Read Request, File: bootx64.efi 
Acknowledgement, Block: 0
Acknowledgement, Block: 4000+ 
Read Request, File: /grub/x86_64-efi/command.lst
Read Request, File: /grub/x86_64-efi/fs.lst
Read Request, File: /grub/x86_64-efi/crypto.lst
Read Request, File: /grub/x86_64-efi/terminal.lst
Read Request, File: /grub/grub.cfg
Read Request, File: /grub/grub.cfg-<mac_address>
Read Request, File: bootx64.efi 
Acknowledgement, Block: 0
Acknowledgement, Block: 600+ 
Read Request, File: grubx64.efi
Acknowledgement, Block: 0
Acknowledgement, Block 4476
########## problematic machine stops here #########
Read Request, File: /grub/x86_64-efi/command.lst
Read Request, File: /grub/x86_64-efi/fs.lst
Read Request, File: /grub/x86_64-efi/crypto.lst
Read Request, File: /grub/x86_64-efi/terminal.lst
Read Request, File: /grub/grub.cfg
Read Request, File: /grub/grub.cfg-<mac_address>

any idea why it stopped requesting for the grub files after block 4476?

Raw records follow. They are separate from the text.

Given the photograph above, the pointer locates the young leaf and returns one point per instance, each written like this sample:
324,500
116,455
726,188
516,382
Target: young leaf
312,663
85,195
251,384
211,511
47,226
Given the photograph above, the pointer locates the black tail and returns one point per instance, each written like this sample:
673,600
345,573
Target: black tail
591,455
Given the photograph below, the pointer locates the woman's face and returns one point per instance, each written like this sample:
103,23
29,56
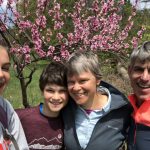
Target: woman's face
83,88
4,69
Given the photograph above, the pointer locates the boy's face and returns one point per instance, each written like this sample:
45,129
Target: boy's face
4,69
55,98
140,80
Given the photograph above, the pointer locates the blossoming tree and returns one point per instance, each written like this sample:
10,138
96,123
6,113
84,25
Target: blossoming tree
55,29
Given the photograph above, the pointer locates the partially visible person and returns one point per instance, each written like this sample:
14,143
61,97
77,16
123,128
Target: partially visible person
11,132
98,116
43,124
139,73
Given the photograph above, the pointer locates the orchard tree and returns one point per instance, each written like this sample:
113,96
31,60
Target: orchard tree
53,29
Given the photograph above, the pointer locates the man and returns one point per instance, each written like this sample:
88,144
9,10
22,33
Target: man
139,73
9,121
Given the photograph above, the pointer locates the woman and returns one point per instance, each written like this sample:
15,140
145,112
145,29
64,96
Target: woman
98,116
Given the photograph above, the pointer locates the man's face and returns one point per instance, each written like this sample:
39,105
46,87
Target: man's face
55,98
4,69
140,80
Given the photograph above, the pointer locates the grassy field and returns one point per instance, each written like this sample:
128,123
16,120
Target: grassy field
13,90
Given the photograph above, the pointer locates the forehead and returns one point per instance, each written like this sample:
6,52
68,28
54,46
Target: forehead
83,74
55,86
142,63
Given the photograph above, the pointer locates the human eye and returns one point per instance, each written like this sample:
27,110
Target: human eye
49,90
63,90
69,82
83,81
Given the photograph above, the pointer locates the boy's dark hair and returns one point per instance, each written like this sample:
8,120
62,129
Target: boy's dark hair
54,73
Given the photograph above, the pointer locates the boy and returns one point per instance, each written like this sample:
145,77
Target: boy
42,124
9,121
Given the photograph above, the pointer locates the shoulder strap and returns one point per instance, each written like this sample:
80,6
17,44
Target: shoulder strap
3,117
7,135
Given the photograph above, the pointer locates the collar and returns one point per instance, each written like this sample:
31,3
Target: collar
142,114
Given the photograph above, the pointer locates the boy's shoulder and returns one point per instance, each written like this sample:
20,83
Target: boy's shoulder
26,111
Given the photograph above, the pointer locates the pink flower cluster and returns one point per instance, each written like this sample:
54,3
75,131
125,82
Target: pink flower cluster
95,26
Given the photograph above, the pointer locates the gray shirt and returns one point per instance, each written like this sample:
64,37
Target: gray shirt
85,123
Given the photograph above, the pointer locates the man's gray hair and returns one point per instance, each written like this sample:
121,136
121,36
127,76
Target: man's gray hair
141,54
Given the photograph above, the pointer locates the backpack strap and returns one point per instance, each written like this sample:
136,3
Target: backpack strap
3,117
7,135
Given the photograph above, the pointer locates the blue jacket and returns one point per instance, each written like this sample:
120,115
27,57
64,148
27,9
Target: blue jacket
110,131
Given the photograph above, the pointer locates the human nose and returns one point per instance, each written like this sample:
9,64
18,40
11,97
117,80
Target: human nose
146,75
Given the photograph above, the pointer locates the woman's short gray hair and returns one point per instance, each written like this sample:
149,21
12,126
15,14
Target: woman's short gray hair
81,61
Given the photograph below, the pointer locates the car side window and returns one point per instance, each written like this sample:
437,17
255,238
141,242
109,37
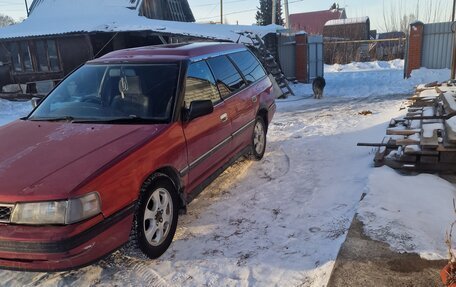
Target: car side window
249,65
227,77
200,84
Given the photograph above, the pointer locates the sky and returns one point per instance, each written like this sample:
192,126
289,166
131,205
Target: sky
243,11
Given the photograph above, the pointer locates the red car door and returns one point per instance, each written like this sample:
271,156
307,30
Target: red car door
208,138
239,94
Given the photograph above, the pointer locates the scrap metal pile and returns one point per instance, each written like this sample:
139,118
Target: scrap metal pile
425,138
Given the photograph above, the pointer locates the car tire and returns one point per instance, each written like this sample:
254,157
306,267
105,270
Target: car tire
258,141
156,218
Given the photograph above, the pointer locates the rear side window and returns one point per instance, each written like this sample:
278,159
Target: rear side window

r00ta · 11 June 2025 10:04

Can you retry without bonding?

yings17 · 11 June 2025 10:41

i tried without bonding, it doesn’t work too.

r00ta · 11 June 2025 10:44

Can you share the tcpdump? Also, any interesting log in the rackd?

yings17 · 12 June 2025 06:39

unfortunately, i am unable to share the tcpdump… i saw something in rackd logs, not sure if this is normal:

Jun 12 10:32:00 maas rackd[2223964]: provisioningserver.rackdservices.tftp: [info] bootx64.efi requested by x.x.x.x
Jun 12 10:32:00 maas rackd[2223964]: provisioningserver.rackdservices.http: [info] /images/bootx64.efi requested by 127.0.0.1
Jun 12 10:32:00 maas rackd[2223964]: tftp.bootstrap: [debug] Got error: <tftp.datagram.ERRORDatagram object at 0x76143b1d78c0>
Jun 12 10:32:00 maas rackd[2223964]: tftp.protocol: [debug] Datagram received from ('x.x.x.x', 1712): <RRQDatagram(filename=b'bootx64.efi', mode=b'octet', options=OrderedDict({b'blksize: b'1468', b'windows': b'4'}))>
Jun 12 10:32:00 maas rackd[2223964]: provisioningserver.rackdservices.tftp: [info] bootx64.efi requested by x.x.x.x
Jun 12 10:32:00 maas rackd[2223964]: provisioningserver.rackdservices.http: [info] /images/bootx64.efi requested by 127.0.0.1

r00ta · 12 June 2025 07:30

What’s the network topology? Do you use VXLAN or other protocols that are doing encapsulation? What’s the MTU of the interfaces and the switches?

yings17 · 12 June 2025 08:32

no VXLAN or encapsulation is in use. MTU of the interfaces and switches is 1500.